Autores como Chantal Mouffe argumentan que la política es conflicto, de manera que eliminar la pasión puede llevar a una tecnocracia vacía.
Hay, por tanto, que discernir entre diferencias, conflictos y odio. El riesgo actual no es la existencia de diferencias, sino la deshumanización del oponente. Y la deshumanización la produce el odio.
¿Y qué tipo de amor es el que sustenta a la democracia y sirve de antídoto contra el veneno del odio? Desde luego no es el amor entendido como afecto personal y mucho menos el amor romántico. La gente no tiene por qué amarse para convivir. El amor así entendido también entraña ciertos riesgos, como el caudillismo o amor al líder y el tribalismo o amor exclusivo a un grupo, que conllevan una pérdida de la objetividad. El amor privado tiene preferencia por los allegados y puede dar como resultado el nepotismo o el clientelismo.
Se trata de otro tipo de amor, el cívico, que se fundamenta en el respeto, la tolerancia, la empatía y el sentido de justicia.
El amor cívico reconoce al otro como igual en dignidad y derechos, aunque piense distinto. Busca el bien común, querer que la comunidad funcione, no solo que ganen los que piensan como nosotros.

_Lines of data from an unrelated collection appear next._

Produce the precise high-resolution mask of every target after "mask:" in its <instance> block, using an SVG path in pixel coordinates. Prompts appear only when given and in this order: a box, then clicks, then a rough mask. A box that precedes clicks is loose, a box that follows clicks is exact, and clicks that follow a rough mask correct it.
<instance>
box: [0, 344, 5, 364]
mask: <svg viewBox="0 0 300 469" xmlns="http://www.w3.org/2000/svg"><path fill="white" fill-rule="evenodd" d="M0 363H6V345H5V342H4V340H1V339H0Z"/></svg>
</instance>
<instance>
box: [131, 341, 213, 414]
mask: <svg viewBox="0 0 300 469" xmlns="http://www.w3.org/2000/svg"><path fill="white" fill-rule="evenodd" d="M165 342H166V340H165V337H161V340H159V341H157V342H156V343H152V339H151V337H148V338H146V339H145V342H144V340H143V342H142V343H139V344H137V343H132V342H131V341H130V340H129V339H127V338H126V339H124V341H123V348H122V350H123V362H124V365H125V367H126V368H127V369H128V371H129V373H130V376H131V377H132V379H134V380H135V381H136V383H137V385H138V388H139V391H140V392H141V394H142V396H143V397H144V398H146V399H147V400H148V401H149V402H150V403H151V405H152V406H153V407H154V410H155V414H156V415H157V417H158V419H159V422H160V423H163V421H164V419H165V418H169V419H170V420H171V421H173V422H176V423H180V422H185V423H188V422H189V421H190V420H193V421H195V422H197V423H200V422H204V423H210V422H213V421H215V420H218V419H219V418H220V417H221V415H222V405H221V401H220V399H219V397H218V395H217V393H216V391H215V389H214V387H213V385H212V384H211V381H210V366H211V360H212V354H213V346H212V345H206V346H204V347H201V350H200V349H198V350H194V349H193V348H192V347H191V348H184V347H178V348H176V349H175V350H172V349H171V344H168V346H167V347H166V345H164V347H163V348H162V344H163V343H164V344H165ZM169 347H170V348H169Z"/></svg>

Fomenta el autocontrol moral, renunciando a humillar, excluir o destruir al adversario.
Seguramente para rehuir el significado más sentimental, a lo largo de la historia ha habido quienes han preferido llamar a este tipo de amor de otra manera.
Los aristotélicos prefieren el término amistad cívica, una especie de benevolencia compartida. Aristóteles decía que el pegamento social era la amistad entre los ciudadanos, la concordia, el acuerdo de que todos quieren que la comunidad prospere, la reciprocidad al desearse el bien mutuamente, evitar que los desacuerdos se conviertan en agresiones.
El ideal republicano nacido de la Revolución Francesa lo llamó fraternidad cívica, que reclamaba la igualdad de base ante la ley y la solidaridad frente a la vulnerabilidad. A pesar de las diferencias profundas, los ciudadanos comparten un destino común y el mismo derecho a existir políticamente.
Martha Nussbaum, la filósofa viva más importante en este tema, afirma que la razón pura no basta para sostener una democracia liberal; se necesitan emociones públicas. Para ella, el amor político es una forma de amor intenso por las cosas comunes, es lo que nos hace pagar impuestos con gusto para ayudar a alguien que no conocemos. Frente a las sociedades de extraños en las que vivimos, Nussbaum propone que las emociones políticas sirvan para humanizar el dato (no ver cifras de inmigración, sino personas con historias), crear espacios para rituales comunes (parques, festivales, debates) donde personas que piensan distinto se mezclen físicamente, y fomentar liderazgos políticos que apelen a la esperanza y la unión en lugar de al miedo y la división.
Si el odio es el veneno, el amor cívico (o la amistad cívica) es el sistema inmunitario de la democracia. Alimentémoslo.